You share a lot of really personal things about yourself in this book — particularly during college years but beyond, too. Did you decide early on that to tell this story the right way, you had to share very personal things?

It’s odd but I never thought not to share everything. It was only when people started reading it and telling me that I was “brave” that I thought to myself, Hmmm, I wonder if I should have shared so much… One of the true bonding experiences in the secret society is what we call the “audit.” Everyone is encouraged to do one, though not required. In an audit, you share with the others–in total confidence and in an incredibly supportive environment — every single thing you can possibly remember from your entire life. The more honest you are, the more you get out of it. I kept my original notes from when I gave my audit nearly 40 years ago, so I mentioned in the book every major thing I’d shared way back then, including things I’ve never shared before or since. It was important for me to let readers get to know me the way Maxey first got to know me, and vice versa. Having set that tone, I just continued.  

I quote poet David Whyte at the start of the book. Whyte said, “All friendships of any length are based on a continued, mutual forgiveness. Without tolerance and mercy, all friendships die.” I love this — so I felt that I needed to put in the book everything for which we needed to forgive each other, and did. 

Do you have other friendships in your life that you regard as both “unexpected” and important? Do you think lots of other people have them, too?  

I do have several other unexpected friendships, but none where we started out anywhere near as far apart as Maxey and I were when we met. What has delighted me is finding out that many of my friends have a Maxey in their life, or a me if they are more like Maxey. But it takes effort to make this kind of friendship, and to maintain it. It was really Maxey who first reached out to me and not the other way around. Then it was thanks to a mutual friend, a major character in the book, that Maxey and I stayed in touch.  

Do you think the fear of rejection is one of the big reasons we don’t easily invest in relationships outside of our circles?  

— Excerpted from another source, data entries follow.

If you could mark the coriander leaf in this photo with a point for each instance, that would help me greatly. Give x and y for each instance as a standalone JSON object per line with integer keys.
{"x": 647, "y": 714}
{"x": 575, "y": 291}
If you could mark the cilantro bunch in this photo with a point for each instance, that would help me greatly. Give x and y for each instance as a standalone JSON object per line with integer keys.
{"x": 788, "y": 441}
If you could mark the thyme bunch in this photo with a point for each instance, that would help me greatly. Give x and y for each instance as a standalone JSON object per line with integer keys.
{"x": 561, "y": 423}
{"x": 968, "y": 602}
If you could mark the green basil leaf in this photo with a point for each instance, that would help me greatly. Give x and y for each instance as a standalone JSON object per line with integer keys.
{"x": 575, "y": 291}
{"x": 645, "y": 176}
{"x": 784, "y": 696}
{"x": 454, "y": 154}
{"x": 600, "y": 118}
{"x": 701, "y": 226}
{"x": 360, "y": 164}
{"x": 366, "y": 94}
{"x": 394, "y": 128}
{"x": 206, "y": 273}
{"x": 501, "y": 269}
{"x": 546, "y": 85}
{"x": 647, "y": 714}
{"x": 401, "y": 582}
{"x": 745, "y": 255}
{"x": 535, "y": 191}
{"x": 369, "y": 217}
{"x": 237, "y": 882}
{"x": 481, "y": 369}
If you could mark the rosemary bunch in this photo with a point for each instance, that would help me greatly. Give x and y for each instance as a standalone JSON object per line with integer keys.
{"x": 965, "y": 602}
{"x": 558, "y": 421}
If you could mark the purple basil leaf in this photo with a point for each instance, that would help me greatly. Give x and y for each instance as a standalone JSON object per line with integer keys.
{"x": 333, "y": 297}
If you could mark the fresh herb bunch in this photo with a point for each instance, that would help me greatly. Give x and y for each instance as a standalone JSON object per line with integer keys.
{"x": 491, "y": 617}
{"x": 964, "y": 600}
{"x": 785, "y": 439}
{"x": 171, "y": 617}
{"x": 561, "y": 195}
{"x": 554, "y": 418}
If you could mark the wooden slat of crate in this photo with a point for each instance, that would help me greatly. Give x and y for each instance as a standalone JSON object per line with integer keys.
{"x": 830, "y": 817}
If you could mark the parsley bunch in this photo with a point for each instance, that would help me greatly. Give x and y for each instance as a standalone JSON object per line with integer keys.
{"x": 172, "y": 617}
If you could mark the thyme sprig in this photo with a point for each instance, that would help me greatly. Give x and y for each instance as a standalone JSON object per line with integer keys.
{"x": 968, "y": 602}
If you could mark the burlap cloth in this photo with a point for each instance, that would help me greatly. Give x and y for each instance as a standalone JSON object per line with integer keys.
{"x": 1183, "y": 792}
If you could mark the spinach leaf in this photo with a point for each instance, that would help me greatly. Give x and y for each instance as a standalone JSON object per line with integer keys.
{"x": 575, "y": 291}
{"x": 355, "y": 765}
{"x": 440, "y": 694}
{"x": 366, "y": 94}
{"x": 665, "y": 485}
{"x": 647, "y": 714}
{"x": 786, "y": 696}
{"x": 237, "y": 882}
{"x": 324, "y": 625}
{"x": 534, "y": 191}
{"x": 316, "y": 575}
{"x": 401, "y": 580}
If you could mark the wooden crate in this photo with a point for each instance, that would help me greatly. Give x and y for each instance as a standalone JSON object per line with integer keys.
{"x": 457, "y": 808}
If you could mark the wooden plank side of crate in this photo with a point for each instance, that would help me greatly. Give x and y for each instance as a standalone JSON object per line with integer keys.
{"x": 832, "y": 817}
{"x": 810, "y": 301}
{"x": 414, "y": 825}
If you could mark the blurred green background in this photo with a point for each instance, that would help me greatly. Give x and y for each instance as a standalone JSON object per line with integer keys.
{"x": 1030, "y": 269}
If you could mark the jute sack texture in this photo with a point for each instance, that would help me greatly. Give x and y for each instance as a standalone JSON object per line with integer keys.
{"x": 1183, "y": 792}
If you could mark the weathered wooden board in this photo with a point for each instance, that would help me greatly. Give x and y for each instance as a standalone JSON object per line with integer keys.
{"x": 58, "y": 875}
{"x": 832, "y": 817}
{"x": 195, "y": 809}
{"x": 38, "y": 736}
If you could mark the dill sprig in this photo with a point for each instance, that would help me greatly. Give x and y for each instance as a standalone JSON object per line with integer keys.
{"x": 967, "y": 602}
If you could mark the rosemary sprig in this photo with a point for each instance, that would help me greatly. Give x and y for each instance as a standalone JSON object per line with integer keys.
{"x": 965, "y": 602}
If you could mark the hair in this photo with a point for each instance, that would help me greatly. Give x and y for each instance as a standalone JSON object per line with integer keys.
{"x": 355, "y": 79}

I think we make assumptions about others based on superficial things: how people dress, how they talk, what activities they do or don’t do, where they’re from. It’s human nature; it’s certainly easier to seek out and spend time with people who seem to be exactly like us. And, yes, fear of rejection plays a huge role in keeping us from leaving our safe zones and meeting others on neutral ground or in theirs. It’s scary to put yourself out there. But I believe that true friendship is based on shared values far more than shared interests. Ultimately, how people behave, how they treat their friends and strangers, will let you know whether to invest in a relationship, whether inside your circle or not. 

In an increasingly tribal world — where we line up so strongly on different sides of issues, big and small — how can we draw together by making efforts to get to know people who are (outwardly, at least) different from us?  

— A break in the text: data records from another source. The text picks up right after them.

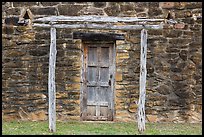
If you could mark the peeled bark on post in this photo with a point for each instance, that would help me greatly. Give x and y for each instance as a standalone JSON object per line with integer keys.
{"x": 143, "y": 72}
{"x": 51, "y": 81}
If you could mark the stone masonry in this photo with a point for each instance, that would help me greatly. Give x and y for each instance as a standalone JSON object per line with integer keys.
{"x": 174, "y": 62}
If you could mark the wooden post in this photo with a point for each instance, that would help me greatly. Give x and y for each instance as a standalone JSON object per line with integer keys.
{"x": 51, "y": 81}
{"x": 143, "y": 72}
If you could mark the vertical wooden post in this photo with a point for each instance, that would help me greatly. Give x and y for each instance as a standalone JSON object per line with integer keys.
{"x": 143, "y": 72}
{"x": 51, "y": 81}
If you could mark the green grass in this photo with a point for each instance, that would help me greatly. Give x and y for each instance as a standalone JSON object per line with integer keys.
{"x": 97, "y": 128}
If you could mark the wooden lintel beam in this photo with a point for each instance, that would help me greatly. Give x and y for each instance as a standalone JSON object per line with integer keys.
{"x": 98, "y": 36}
{"x": 101, "y": 26}
{"x": 94, "y": 18}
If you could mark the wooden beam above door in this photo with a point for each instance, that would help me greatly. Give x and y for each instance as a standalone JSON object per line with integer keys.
{"x": 98, "y": 36}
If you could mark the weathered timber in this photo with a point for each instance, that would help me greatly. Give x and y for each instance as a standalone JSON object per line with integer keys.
{"x": 143, "y": 72}
{"x": 98, "y": 36}
{"x": 101, "y": 26}
{"x": 94, "y": 18}
{"x": 51, "y": 81}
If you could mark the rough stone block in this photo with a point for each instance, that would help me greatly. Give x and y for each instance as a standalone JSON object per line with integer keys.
{"x": 152, "y": 118}
{"x": 12, "y": 21}
{"x": 99, "y": 4}
{"x": 179, "y": 26}
{"x": 118, "y": 77}
{"x": 44, "y": 11}
{"x": 75, "y": 86}
{"x": 70, "y": 10}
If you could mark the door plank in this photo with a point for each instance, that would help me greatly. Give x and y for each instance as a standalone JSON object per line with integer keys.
{"x": 143, "y": 72}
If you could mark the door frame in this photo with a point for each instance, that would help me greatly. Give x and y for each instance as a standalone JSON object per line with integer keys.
{"x": 83, "y": 90}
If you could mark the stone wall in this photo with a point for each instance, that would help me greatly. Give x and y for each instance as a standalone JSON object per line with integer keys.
{"x": 174, "y": 62}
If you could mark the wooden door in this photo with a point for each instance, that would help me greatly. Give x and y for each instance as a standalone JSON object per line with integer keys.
{"x": 98, "y": 81}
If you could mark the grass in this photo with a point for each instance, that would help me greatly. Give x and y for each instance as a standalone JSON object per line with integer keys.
{"x": 98, "y": 128}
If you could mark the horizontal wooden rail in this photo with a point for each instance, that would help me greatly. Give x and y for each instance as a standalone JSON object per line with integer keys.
{"x": 100, "y": 26}
{"x": 94, "y": 18}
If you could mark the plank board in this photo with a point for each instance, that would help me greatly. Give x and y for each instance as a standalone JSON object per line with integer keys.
{"x": 51, "y": 82}
{"x": 143, "y": 72}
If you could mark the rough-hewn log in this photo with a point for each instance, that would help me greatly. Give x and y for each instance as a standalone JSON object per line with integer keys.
{"x": 94, "y": 18}
{"x": 98, "y": 36}
{"x": 101, "y": 26}
{"x": 51, "y": 81}
{"x": 143, "y": 72}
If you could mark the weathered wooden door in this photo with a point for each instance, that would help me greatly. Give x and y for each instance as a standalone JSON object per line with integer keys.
{"x": 98, "y": 81}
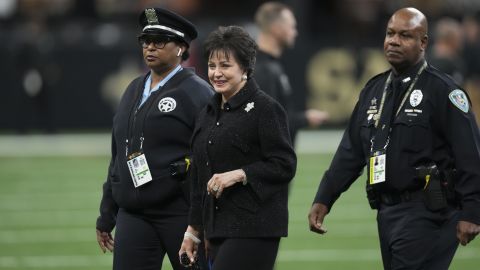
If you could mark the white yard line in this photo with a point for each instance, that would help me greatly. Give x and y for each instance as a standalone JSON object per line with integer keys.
{"x": 303, "y": 255}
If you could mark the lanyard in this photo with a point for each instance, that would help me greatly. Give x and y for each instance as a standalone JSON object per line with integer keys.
{"x": 377, "y": 117}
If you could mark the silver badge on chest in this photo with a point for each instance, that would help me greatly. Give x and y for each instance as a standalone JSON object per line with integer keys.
{"x": 167, "y": 104}
{"x": 416, "y": 97}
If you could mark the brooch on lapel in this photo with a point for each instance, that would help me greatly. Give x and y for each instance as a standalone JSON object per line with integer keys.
{"x": 249, "y": 106}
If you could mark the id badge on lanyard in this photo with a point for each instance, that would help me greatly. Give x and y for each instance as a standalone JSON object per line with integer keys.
{"x": 377, "y": 168}
{"x": 138, "y": 167}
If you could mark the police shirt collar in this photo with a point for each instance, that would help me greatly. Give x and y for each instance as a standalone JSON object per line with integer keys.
{"x": 408, "y": 75}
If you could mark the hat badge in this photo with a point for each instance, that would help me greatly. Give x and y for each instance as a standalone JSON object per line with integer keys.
{"x": 151, "y": 16}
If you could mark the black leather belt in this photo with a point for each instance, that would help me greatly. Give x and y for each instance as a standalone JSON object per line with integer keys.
{"x": 405, "y": 196}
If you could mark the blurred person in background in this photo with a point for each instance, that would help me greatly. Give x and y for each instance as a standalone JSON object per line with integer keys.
{"x": 415, "y": 130}
{"x": 243, "y": 162}
{"x": 145, "y": 195}
{"x": 471, "y": 54}
{"x": 446, "y": 54}
{"x": 278, "y": 30}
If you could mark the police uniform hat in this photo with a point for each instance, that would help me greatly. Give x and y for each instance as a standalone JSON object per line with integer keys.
{"x": 159, "y": 21}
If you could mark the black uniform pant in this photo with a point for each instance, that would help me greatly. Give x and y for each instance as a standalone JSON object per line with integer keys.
{"x": 142, "y": 242}
{"x": 413, "y": 237}
{"x": 243, "y": 253}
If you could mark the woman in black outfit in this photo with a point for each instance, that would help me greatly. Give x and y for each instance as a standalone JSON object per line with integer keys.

This keeps me up at night! I worry in particular about social media — I fear it reinforces differences, even trivial ones, especially for young people. Again, this is one of the reasons I wrote the book. But I believe that we can make a habit of getting to know people who are different from us. I read an interesting study that showed that when you let students choose their own seats in a classroom, they tend to become friends with people who are very much like them. But if you assign seats, they become friends with the other students sitting near them, whether they’re alike or not. We need to put ourselves into social and work situations with people who are different from us. If we do, we can make unlikely friendships, enrich our lives, and maybe even help save the world.